For this case, you should repot them to smaller pots to limit the amount of water absorbed. This also restricts the root system from absorbing excess nutrients, which moderates the plant growth.
- The pot looks too small.
The size of the pot is the primary factor considered when repotting. Plants grown in too small pots will generally have a heavier half top.
This can lead to tipping over, and a gardener should consider repotting to a wider planter. Additionally, some plants tend to grow wider than taller and need wider pots to remain healthy.
How to Repot A Plant?
Now that you have noticed some signs your plant needs repotting, how do you do it? Mostly, repotting means changing the plants to the new pot with suitable conditions.
This involves choosing the right container that is at least 3 inches wider than the original pot. You also need to select the right potting mix, created explicitly for indoor gardening like Good Dirt. Therefore, here are the steps on how to repot a plant;
- Removing the plant from the current pot
Start by watering the plant an hour before repotting to make it easier for removal. Hold the plant gently by the stem and tap the bottom of the pot until the plant slides out. You can also gently tug on the base of the stem to remove the plant quickly.
- Loosen the roots
Use your hands to loosen the roots gently. You can also prune off any threadlike and extra-long roots. Ensure you leave the thicker roots at the base of the foliage. If your plant is root-bound, unbind the roots and trim them.
- Adding new potting mix to the new container
Add fresh potting mix to the new pot, pack it down, and remove any air pocket. Layer the bottom with lava rocks or gravel if the pot does not have drainage holes before adding the potting mix. This gives more crevices for more water to get in.
- Adding the plant
Set your plant at the center of the new pot and the top of the potting mix. Add more potting mix around the plant to secure it. Do not put excess soil in the pot to allow more breathing spaces for the roots. Do not forget to water your plants in the new pot.
Types of Plant Potters
Potters are made from different materials. Some will best suit your specific plants, while others will not. For the plant to grow effectively in any potter, it should have enough space and drainage holes in the bottom. Moreover, keep in mind that a plant needs a premium quality potting mix for its growth. Here are some of the common potter types used by gardeners;
- Clay pots are readily available but very expensive and more decadent. Clay pots are also easily breakable when dropped and subject to cracking in cold temperatures.
- Plastic pots are versatile, lightweight, durable, and affordable. Some plastic pots are more attractive than others and have realistic finishes. Another advantage of plastic pots is that they do not need frequent watering like clay pots.
- Glaze Ceramic pots are the most colorful, ranging from playful, vibrant glazes to subtle earthy tones. Most glazed ceramic pots are less subject to a freezing condition, thus more durable. However, they are relatively expensive and more solemn, since most are imported from Asia.

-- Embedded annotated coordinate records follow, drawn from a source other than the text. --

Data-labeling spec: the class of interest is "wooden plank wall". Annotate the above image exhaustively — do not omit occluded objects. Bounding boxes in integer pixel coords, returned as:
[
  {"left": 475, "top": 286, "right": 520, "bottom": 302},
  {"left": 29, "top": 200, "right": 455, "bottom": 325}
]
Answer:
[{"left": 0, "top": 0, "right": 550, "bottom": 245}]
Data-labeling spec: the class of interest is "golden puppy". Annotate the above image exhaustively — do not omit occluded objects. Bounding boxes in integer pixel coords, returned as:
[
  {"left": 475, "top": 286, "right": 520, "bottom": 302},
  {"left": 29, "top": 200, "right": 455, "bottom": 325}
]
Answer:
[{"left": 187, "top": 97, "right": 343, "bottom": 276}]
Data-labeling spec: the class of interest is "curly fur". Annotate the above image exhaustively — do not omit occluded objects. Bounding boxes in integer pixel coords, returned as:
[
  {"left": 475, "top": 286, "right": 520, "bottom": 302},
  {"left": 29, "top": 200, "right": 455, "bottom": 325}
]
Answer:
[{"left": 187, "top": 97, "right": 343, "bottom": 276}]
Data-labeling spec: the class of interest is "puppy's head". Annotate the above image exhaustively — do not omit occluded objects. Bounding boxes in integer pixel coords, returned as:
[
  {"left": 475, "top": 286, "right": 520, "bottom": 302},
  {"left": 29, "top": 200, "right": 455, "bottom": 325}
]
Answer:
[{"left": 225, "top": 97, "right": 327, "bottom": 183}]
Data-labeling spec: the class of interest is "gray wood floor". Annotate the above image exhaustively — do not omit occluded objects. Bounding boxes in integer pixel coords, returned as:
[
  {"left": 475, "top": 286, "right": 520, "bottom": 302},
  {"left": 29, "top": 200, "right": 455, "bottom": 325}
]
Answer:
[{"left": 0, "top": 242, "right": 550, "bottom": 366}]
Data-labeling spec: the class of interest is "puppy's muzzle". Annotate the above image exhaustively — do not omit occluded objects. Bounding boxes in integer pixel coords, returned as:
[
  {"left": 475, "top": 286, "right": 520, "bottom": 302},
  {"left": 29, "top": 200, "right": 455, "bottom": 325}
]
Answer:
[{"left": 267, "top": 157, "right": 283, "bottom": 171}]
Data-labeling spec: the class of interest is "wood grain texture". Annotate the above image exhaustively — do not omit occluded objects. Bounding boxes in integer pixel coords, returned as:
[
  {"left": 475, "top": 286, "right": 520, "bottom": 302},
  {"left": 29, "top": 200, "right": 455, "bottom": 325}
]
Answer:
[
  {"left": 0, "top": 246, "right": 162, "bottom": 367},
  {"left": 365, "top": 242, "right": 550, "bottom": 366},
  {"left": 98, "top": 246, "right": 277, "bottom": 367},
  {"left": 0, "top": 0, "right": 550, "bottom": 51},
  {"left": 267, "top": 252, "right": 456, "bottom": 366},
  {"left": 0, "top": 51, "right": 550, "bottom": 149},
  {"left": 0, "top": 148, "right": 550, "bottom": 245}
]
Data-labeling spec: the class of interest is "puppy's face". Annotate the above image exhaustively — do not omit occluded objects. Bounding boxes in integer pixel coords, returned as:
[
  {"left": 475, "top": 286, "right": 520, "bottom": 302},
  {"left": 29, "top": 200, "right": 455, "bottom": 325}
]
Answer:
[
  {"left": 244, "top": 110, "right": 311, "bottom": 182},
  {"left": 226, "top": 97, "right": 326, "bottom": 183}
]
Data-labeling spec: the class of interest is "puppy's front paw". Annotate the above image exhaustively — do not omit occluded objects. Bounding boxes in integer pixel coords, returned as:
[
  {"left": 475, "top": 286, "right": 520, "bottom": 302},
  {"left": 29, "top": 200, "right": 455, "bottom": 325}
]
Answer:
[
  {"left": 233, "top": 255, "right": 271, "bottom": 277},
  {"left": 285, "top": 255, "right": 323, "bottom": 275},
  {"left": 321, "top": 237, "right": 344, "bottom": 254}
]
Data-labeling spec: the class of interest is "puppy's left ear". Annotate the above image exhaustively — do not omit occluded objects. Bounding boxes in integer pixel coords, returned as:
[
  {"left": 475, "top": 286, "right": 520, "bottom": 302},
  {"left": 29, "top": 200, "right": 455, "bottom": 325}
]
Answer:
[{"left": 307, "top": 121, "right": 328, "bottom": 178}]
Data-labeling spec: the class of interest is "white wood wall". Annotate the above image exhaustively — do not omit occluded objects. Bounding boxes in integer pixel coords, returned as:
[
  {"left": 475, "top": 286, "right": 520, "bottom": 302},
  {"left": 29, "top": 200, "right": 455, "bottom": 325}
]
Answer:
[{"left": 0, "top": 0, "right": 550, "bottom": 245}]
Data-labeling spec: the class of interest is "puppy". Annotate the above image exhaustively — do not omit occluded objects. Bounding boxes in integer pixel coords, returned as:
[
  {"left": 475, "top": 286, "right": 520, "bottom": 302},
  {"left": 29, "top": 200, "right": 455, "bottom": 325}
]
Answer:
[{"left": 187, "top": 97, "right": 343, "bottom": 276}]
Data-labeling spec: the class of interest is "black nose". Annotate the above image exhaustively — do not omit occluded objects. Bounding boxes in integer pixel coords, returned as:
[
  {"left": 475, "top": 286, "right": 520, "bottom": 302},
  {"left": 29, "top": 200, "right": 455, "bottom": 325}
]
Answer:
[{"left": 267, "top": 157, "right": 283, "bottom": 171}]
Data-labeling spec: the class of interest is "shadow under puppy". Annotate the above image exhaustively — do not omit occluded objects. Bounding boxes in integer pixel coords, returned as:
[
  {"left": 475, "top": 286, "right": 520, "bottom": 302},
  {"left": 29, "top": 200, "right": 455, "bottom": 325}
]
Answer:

- Fiberglass pots are classically designed, durable, and lightweight potters that attract premium prices. Due to their high price and quality, fiberglass pots are harder to find in the market, and you have fewer choices to pick.
Having the right pot size for your plants can bring multiple benefits for your plant and your living space. Choosing a larger pot to repot a plant is obvious but choosing an oversized pot can also have negative effects on a plant’s development.
There is a lot to be said about why you should always choose the right pot size for your plants, but it all comes back to how you care for your plants. To get the best root system and plant growth, ensure that the pot is of the right size.
You should also provide the plants with the required nutrients, water, and air quality. Lastly, pay attention to the pests like aphids and mites, and check for repotting signs.